I know, I know. Where have I been, right? Well, I've been busy. Not socially, mind you, but with other stuff. I've been reading and preparing to host book club. I spent some days sitting by the ocean, celebrating with my closest friends and a baby. (And a toddler. Not fair to leave out the adorable toddler, but I'd met her before. Hadn't met the new baby yet.) But mostly, I've been knitting. I started out so well, long before December. But now here we are, less than two weeks from Christmas, and I'm not done. I feel like I'm not even close to done. I know it will all get finished, and it's not even the end of the world if it doesn't get finished by the 25th as I will see these people again and there is this fascinating thing known as mail. But, still, I feel like I'm back in law school in that awful last week of the semester.

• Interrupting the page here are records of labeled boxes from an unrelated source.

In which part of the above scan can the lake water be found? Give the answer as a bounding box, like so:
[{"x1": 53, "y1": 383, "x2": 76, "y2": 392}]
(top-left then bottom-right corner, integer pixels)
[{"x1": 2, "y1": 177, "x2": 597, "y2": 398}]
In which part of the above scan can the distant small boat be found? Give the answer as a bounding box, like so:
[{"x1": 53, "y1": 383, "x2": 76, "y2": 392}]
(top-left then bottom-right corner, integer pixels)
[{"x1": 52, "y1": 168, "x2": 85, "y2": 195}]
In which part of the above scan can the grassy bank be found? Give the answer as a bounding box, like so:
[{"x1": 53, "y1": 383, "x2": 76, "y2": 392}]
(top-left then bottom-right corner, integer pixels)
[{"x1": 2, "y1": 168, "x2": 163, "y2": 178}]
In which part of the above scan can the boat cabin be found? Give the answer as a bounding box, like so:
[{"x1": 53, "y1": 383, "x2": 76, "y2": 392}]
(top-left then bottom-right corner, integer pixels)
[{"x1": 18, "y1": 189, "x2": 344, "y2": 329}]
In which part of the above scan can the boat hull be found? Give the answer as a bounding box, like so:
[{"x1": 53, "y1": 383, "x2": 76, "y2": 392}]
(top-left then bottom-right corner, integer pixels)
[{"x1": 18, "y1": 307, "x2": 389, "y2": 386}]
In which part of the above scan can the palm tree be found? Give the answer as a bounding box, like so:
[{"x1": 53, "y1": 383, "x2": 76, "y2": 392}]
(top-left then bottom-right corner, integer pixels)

Then there's the fact that I'm just so sick of it all. I'm sick of this endless race for the Republican nomination. They're all awful. And now the guy who is leading is the scariest of the lot because of his delusions of grandeur and visions of doomsday scenarios. I'm sick of things like today's news that Lowe's has pulled its advertising from a show meant to show that it is possible to be a patriotic, "real" American and a Muslim at the same time. I'm sick of the nonsense that passes for politics and governance in my state. (Really, someone in my governor's office cares that a teenager tweeted that he sucks?)

I could go on, but I really must get back to my knitting.